Grâce à des vidéos filmées par la Sarah Turner, coauteure et directrice de recherche de Mme Espitia-Contreras, et ses assistants de terrain durant ses recherches doctorales en 2007, Mme Paola Espitia-Contreras a pu étudier de près les habitudes d’épouillage des macaques. Elle s’est ainsi concentrée sur un groupe de 27 femelles, dont 11 étaient nées avec une malformation d’un membre.

« L’expérience de l’épouillage par les singes infirmes est probablement assez semblable, souligne Mme Turner. Ils remplissent la fonction sociale de l’épouillage et compensent par leur comportement social leurs déficiences physiques, même s’ils n’enlèvent pas autant d’ectoparasites. Ils sont certes moins efficaces, mais ne sont pas rejetés pour autant. »

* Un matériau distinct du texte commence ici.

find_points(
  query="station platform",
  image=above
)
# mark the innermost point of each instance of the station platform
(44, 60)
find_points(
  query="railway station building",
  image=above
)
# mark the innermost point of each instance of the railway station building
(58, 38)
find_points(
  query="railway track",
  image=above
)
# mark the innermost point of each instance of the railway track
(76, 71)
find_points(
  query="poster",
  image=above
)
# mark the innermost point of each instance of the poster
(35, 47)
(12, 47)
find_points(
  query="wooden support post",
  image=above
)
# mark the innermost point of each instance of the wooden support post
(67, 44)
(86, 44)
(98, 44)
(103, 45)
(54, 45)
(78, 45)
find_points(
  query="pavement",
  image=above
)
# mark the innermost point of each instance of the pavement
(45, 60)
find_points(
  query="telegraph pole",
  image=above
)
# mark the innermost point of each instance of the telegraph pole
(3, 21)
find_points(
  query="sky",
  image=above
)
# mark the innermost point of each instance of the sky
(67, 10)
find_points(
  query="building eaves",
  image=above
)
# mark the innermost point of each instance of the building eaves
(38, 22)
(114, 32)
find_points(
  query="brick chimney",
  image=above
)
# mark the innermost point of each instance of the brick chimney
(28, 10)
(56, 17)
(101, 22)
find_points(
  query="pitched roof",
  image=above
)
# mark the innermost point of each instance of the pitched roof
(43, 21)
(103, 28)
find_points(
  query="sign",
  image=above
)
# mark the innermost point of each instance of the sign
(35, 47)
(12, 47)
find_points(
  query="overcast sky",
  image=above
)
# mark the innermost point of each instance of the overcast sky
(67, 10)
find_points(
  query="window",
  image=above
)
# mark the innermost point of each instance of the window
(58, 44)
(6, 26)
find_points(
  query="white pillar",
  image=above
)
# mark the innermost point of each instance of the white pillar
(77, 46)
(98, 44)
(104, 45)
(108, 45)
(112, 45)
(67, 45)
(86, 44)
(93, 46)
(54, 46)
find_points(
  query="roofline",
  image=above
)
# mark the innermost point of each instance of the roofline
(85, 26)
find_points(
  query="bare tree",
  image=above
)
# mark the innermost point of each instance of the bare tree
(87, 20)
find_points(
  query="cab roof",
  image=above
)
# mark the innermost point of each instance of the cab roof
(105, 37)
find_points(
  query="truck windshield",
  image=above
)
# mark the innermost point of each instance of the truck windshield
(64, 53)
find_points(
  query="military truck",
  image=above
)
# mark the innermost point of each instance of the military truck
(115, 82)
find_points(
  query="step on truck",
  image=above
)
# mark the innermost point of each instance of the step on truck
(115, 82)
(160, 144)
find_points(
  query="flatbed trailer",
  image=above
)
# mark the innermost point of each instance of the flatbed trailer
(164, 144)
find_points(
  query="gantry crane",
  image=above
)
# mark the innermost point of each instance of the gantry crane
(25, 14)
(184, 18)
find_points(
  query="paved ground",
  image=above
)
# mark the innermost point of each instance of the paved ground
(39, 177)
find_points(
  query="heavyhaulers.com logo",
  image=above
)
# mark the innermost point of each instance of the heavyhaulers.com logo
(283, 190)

Les singes handicapés utilisent souvent leurs deux mains plutôt qu’une seule et sont plus lents. Cela signifie qu’ils enlèvent moins de lentes à leurs congénères, mais cela ne les rend pas moins désirables comme partenaires d’épouillage, ce qui montre que le toucher est aussi important que l’épouillage comme tel dans l’opération.

Sarah Turner étudie la même population de quelque 400 macaques au Centre des singes d’Awajishima, sur l’île d’Awaji, dans le sud du Japon, depuis 1999. Environ 17 % des singes recensés sont nés avec une malformation d’un membre, allant d’un doigt manquant aux deux mains manquantes. La cause de ces déficiences demeure inconnue, mais celles-ci pourraient être attribuables au patrimoine génétique limité de cette population isolée ou à la présence de pesticides dans sa nourriture et son environnement.